No one was more surprised at Trump’s electoral victory than the man himself, unless it was supporters of Hillary Clinton, a candidate who never did explain just why she wanted to be president and who continually badgered her team to come up with a theme for the pudding that was her campaign. How was it possible that this vulgar misogynist could beat Hillary Clinton, she the shatterer of glass ceilings; the defender of abortion on demand, financed if necessary by orders of Catholic nuns; and of young persons’ rights to choose their gender and their toilets regardless of gender; of the right of illegal immigrants to become American citizens. She was consort to beneficiaries of globalisation who filled her coffers with speaking fees, and representative of all that “deplorables”, as she called Trump supporters, find so offensive about the social agenda of the bicoastal liberal establishment. The Russians must have done it. Or the really dumb Founding Fathers who established an electoral system that gave voice to less densely populated states rather than rely entirely on the popular vote. No matter the cause, Trump is an illegitimate president.

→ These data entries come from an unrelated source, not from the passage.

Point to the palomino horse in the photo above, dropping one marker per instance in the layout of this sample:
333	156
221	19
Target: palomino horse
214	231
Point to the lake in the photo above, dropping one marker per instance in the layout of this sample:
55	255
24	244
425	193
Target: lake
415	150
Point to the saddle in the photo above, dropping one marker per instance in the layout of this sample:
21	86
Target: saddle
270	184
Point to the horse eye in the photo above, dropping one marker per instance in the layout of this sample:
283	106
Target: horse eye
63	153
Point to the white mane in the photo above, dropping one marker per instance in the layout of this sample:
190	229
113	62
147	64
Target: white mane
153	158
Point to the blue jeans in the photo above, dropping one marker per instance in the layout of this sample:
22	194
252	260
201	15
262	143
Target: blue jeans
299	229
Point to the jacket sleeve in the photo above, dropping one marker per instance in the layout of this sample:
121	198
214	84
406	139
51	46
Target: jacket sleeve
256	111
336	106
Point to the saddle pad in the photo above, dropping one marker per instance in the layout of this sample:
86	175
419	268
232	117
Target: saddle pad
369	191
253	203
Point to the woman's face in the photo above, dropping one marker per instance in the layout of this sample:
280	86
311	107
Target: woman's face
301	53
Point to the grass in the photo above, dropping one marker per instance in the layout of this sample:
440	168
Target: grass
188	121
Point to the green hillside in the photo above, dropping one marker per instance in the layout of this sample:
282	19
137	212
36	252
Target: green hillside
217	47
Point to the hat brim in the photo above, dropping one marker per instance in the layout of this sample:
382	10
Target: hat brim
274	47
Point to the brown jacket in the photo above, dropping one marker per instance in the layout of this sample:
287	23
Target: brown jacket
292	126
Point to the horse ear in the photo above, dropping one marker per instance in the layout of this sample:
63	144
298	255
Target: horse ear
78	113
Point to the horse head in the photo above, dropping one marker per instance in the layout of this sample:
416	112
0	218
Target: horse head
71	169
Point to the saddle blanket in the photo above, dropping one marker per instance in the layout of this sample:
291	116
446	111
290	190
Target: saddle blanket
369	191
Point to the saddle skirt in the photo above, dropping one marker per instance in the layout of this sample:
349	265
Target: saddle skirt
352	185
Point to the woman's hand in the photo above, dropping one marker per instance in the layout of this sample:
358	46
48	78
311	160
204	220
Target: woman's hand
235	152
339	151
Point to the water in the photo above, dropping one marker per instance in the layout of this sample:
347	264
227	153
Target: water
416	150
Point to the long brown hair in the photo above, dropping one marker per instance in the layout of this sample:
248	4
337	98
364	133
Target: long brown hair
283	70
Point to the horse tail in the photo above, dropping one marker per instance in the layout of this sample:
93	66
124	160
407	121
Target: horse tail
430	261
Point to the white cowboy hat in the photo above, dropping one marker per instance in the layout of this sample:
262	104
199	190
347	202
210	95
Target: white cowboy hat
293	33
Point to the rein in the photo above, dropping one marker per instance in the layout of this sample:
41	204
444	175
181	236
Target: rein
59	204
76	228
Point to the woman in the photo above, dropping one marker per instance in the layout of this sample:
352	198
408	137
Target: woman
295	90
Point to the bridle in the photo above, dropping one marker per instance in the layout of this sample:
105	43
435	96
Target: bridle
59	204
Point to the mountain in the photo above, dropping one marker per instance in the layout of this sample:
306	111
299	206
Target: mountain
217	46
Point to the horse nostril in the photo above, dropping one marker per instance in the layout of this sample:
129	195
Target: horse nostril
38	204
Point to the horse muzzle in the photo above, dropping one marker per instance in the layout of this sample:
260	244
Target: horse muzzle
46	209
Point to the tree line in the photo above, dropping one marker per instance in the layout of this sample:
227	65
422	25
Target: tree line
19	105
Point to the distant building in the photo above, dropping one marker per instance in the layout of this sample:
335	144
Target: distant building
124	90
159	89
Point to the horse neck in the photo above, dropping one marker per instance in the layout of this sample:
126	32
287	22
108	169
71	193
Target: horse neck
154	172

Which means that the Democratic minority, with the support of an overwhelmingly liberal-establishment media, is not merely obligated to oppose those of his policies they deem not to be in the national interest, but to have him removed from office, preferably in handcuffs. The virulence of the attacks on the President makes the battle between Momentum and the Blairites seem tame by comparison. Trump’s response is to lash out indiscriminately at anyone who disagrees with whatever his whim-of-the-moment seems to be. His weapon of choice is the tweet, which a frustrated media must report, giving these short bursts of often incoherent, often nasty impulses an even wider audience. Trump supporters liken the tweets to FDR’s use of radio — the famous Fireside Chats — to go over the heads of a hostile press directly to the American people, but a better comparison would be to the “nya, nya, you’re one, too” response of a witless schoolboy to some disagreeable remark by a playmate.
So much for Trump the person, and why his natural propensity to lie — not so much to lie, but to invent an alternative “truth” in which he really, really believes — and to substitute invective for reason, is justified by his supporters. To that 35 to 40 per cent of the electorate, largely white, rural, poor or middle class, religious and male, Trump might be a sinful New York property developer claiming to be a billionaire, but, oddly, he is “one of us”, to borrow a descriptive once popular in Britain, eager to poke a finger in the eye of the elites who remain unaware of our existence and problems.
On to policy. It is important to distinguish Trump the Person from Trump the Policymaker. Trump the person believes that the current international trading system is rigged in favour of the rich, of what David Goodhart calls “the anywheres”, who couldn’t care less about Making America Great Again. This is the New York crowd that kept a thrusting Trump at arm’s length, and only now have found reason to invite him into their more tasteful, less gilt-covered apartments for dinner. Trump the campaigner promised to smash that system in favour of one that protects American interests.